On the first pass, I began to define use cases but then realized my thinking was steered toward use case models that “looked” like classes. I scrapped that idea. On the second pass, I documented a requirements model first. This was helpful, since I was able to describe the system without thinking about implementation.
Now, I realize a full requirements model includes both functional and non-functional requirements. However, I have thus far focused only on functional requirements, and here is why. In the spirit of the Unified Process, I don’t want to bite off more than I can chew. I’m thinking that I should being with an iterative approach to an architectural solution in small steps. Therefore, after I defined most of the functional requirements (at least the important core requirements), I began building a use case model that traced to these requirements. For each use case, I provided a short description, external requirements (traced back to the functional requirements), constraints with pre-, post- and invariant conditions, and scenarios.
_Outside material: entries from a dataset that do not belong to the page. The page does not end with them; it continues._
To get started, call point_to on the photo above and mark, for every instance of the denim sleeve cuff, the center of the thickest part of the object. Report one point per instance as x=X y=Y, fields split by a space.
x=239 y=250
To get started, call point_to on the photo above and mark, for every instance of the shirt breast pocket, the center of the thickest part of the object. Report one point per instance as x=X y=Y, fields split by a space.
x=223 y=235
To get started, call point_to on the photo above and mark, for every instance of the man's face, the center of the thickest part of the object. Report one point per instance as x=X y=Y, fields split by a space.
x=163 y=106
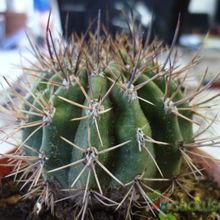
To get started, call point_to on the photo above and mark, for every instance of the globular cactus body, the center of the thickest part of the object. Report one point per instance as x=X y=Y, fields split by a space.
x=113 y=123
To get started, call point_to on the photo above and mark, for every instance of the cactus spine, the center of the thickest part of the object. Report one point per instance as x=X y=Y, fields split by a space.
x=113 y=123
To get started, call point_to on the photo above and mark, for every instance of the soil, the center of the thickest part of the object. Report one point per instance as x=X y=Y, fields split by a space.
x=195 y=199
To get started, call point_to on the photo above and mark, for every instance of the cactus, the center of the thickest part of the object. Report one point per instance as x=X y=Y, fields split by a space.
x=105 y=123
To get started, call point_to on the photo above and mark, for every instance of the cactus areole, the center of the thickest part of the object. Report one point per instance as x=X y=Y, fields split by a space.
x=104 y=123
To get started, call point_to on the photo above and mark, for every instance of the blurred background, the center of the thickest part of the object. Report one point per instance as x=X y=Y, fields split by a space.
x=198 y=18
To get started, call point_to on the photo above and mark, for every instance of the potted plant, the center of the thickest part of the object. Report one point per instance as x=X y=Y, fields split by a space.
x=106 y=130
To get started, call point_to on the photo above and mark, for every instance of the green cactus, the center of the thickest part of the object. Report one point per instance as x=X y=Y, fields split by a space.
x=111 y=123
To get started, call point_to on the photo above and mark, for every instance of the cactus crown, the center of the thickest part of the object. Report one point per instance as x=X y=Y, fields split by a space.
x=104 y=123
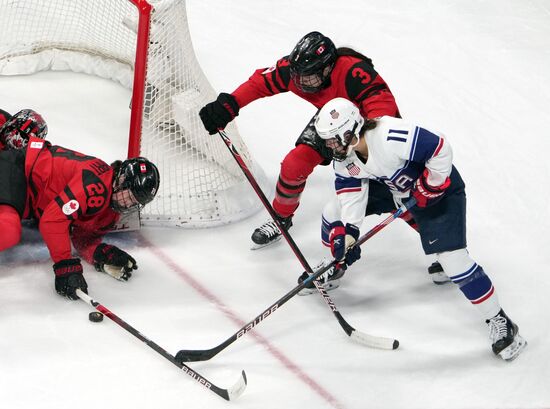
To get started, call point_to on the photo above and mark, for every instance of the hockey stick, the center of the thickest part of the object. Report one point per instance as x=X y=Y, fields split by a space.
x=228 y=394
x=349 y=330
x=365 y=339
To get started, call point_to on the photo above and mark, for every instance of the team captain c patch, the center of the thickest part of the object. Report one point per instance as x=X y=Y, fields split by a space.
x=70 y=207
So far, so good. Next I started on creating sequence diagrams for each scenario of each use case. For the diagrams I created so far, I used elements stereotyped as “boundary”, “control” and “entity”, and I did this for two reasons. First, they seem effective in abstractly representing a class, and this was necessary for me since I have not yet designed any classes. However, with the aforementioned elements and the messages passed between them, one begins to draw a mental picture of the classes required by the system. My second reason for using these stereotyped elements, is that they correlate to the MVC design pattern, where a “boundary” element maps to a “view”, a “control” element maps to a “controller”, and an “entity” element maps to a “model”. In my application, I will make extensive use of the MVC design pattern.
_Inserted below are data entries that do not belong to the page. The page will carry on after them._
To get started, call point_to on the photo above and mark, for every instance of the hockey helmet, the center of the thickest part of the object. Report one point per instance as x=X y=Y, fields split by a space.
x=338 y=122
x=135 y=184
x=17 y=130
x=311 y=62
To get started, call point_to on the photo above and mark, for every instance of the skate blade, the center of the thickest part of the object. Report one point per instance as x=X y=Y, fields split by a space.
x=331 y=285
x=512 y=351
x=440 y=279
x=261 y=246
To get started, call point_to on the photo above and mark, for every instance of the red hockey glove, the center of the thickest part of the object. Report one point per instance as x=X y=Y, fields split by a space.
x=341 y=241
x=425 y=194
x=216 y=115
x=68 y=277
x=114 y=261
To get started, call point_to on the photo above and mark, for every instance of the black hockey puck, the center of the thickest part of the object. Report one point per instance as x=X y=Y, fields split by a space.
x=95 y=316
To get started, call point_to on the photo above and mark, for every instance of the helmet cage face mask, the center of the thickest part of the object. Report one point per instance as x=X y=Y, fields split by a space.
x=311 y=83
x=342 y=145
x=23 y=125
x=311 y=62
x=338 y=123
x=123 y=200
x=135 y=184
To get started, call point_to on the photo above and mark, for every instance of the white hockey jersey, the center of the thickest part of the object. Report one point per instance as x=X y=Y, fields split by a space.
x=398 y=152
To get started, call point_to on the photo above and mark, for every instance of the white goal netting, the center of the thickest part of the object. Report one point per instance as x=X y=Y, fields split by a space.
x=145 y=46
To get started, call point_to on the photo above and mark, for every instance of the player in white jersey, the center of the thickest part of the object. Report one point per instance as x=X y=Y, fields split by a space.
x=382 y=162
Now, I have nearly reached a point of uncertainty in what to do next. My goal is to design the system as abstractly as possible, so I don’t enter into “programmer” mode to early and miss good design opportunities.
I’d appreciate some feedback that speaks to this issue. First, is my approach thus far practical? I know implementing UML is still very open-ended, but I would imagine some practical guidelines have surfaced, at least in the area of object-oriented software development using UML. Second, if my approach is practical what would be the best place to continue designing my application solution? For example, I suspect state machine diagrams will come in very handy, except I wonder if sequence diagrams alone are sufficient to begin class modeling.
Finally, although my target language is C++, I’d still like to design a Platform Independent Model first. This will provide me the flexibility of porting the classes to different languages in the form of Platform Specific Models, using a model-driven architecture.
Thanks for reading my post. I look forward to learning from your considered responses.